Heat oven to 350° F (180° C)
Grease an 8 X 8 inch cake pan.
Mix together the flour, baking powder, and salt, and set aside.
In a saucepan over low heat, melt the butter and chocolate, stirring frequently until smooth.
Remove the saucepan from heat, and let cool.
Beat eggs and sugar until light. Mix in cooled chocolate mixture and Kahlúa[emoji]174[/emoji] flour mixture. Spread in the cake pan and bake for 40 minutes or until a toothpick inserted in the middle comes out clean.
Cool slightly, then brush the top with about 1-2 tablespoons of Kahlúa[emoji]174[/emoji].
Cut into squares.


----------



## bigwheel (May 26, 2006)

Wow..that just sounds toooo rich and decadent. You sure this wont go straight to my hips?
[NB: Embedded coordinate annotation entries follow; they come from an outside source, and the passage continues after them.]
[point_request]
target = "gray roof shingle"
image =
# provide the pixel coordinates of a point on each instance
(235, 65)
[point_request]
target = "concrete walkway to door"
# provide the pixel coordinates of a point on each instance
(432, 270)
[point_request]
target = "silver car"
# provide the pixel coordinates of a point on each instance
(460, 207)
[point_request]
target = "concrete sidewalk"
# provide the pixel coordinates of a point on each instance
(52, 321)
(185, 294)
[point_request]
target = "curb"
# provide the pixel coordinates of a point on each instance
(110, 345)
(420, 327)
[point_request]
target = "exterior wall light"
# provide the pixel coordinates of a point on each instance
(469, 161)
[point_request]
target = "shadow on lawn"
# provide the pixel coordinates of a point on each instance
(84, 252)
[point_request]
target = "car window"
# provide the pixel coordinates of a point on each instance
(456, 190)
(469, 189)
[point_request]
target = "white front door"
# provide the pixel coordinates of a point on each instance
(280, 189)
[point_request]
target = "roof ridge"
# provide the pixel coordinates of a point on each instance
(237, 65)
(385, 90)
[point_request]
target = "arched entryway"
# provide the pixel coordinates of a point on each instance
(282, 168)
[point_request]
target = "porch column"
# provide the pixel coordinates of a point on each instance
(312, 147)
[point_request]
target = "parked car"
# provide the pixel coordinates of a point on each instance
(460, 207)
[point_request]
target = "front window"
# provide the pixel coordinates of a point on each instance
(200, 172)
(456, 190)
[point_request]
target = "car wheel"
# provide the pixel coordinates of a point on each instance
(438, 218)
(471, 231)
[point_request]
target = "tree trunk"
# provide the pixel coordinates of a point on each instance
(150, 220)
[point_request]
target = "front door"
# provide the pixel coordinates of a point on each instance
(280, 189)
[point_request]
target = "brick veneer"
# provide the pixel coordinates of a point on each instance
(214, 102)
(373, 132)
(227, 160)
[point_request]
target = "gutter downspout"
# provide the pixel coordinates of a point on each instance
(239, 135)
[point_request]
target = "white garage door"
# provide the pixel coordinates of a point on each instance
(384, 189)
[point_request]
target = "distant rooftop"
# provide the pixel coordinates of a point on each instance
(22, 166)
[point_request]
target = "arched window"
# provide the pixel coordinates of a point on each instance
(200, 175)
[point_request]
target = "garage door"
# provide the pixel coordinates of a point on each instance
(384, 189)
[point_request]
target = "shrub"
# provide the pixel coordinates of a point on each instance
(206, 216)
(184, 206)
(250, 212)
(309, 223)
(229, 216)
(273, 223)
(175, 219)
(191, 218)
Thanks for the recipe. Looks like a killer. 

bigwheel


----------



## lyneotto (Jun 6, 2006)

And will you share?
I definately need a Brownie fix!!!
Lyne


----------



## lyneotto (Jun 6, 2006)

Thank you, thank you, thank you...
I'm off to the store toget supplies, then a brownie and Kahlua party, definately!
YES!!!!!!!!!!!!!!!!!!!!!!!!!!!!!!!!!!!!!!!
Lyne


----------